Women are struggling to attain secondary and university education despite “remarkable” progress in increasing women’s access to primary education in recent years, officials and rights workers said yesterday.
Speaking at a conference on women in the capital yesterday, Minister of Women’s Affairs Ing Kantha Phavi pointed to literacy rates as evidence of Cambodia’s success in achieving gender parity in access to primary education.
“The literacy rate of people under [the age of] 20 reflects Cambodia’s remarkable progress in providing girls with access to education at the primary level,” she said.
However, officials said that they were working to address a gender gap in secondary and higher education by providing scholarships and accommodation for female students.
“We prioritise females when selecting scholarship recipients at all levels.
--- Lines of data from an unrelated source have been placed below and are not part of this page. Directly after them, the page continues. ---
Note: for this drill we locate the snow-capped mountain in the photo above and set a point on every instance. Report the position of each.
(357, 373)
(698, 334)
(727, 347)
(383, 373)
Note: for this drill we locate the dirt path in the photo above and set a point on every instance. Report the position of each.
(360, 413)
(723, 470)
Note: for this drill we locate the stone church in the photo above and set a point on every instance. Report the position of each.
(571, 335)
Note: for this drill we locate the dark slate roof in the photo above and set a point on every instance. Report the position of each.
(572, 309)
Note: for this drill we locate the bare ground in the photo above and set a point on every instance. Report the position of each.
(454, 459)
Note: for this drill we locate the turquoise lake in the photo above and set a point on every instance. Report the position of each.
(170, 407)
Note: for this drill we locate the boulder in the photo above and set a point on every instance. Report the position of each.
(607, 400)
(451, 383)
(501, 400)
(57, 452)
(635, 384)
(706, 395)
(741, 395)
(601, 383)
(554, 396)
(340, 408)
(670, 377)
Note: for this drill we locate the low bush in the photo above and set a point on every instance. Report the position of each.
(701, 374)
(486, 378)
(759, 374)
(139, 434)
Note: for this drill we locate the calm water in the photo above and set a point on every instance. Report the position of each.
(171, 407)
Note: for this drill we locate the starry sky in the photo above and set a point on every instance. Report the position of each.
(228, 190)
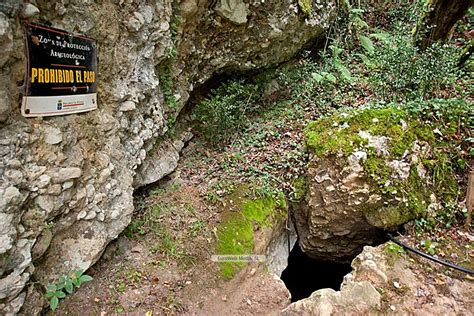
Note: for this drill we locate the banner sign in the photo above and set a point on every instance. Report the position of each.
(62, 73)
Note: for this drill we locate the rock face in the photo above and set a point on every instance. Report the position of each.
(406, 288)
(67, 182)
(368, 171)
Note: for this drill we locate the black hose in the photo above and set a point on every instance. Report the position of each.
(427, 256)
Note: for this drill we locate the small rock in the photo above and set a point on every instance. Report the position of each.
(236, 11)
(136, 22)
(65, 174)
(127, 106)
(52, 135)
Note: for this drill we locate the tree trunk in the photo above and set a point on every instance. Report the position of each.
(438, 19)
If men and women are equal, we prioritise women,” said Yim Van Chankan, deputy general of the general directorate of education at the Ministry of Education, Youth and Sport.
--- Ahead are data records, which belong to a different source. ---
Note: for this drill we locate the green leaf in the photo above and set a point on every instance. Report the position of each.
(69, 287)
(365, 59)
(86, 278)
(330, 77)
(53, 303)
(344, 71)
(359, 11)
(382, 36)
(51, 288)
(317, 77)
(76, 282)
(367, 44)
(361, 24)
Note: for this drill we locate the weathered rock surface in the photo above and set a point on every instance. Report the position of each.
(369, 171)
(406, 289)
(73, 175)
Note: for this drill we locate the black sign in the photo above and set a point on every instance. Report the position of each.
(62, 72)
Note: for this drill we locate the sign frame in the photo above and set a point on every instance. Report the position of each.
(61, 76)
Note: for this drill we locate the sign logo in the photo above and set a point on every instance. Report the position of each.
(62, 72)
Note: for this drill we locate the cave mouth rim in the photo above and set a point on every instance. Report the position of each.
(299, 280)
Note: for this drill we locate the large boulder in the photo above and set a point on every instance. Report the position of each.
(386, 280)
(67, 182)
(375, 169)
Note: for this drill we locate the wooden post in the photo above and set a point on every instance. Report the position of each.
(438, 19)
The percentage of government-funded university scholarships granted to female students had increased from 36 percent to 55 percent between 2006 and 2010, Yim Van Chankan said.
Rights workers expressed concern that women were not enrolling in high school or university at the same rate as their male counterparts.
“Although we are seeing similar levels of enrolment in primary education for girls and boys, the proportion decreases as they get older and into high school and higher education,” Ros Sopheap, executive director of NGO Gender and Development for Cambodia, said.
Sen Marya, dormitory manager for Harpswell Foundation, a US-based NGO that operates a primary school in Kampong Chhnang province and dorms for female students in the capital, said that a lack of affordable lodging for rural female students was fuelling the problem.
“Girls can’t move on to the next level if they don’t have a place to stay,” she said, claiming that some public teachers in rural villages had also been charging students school fees.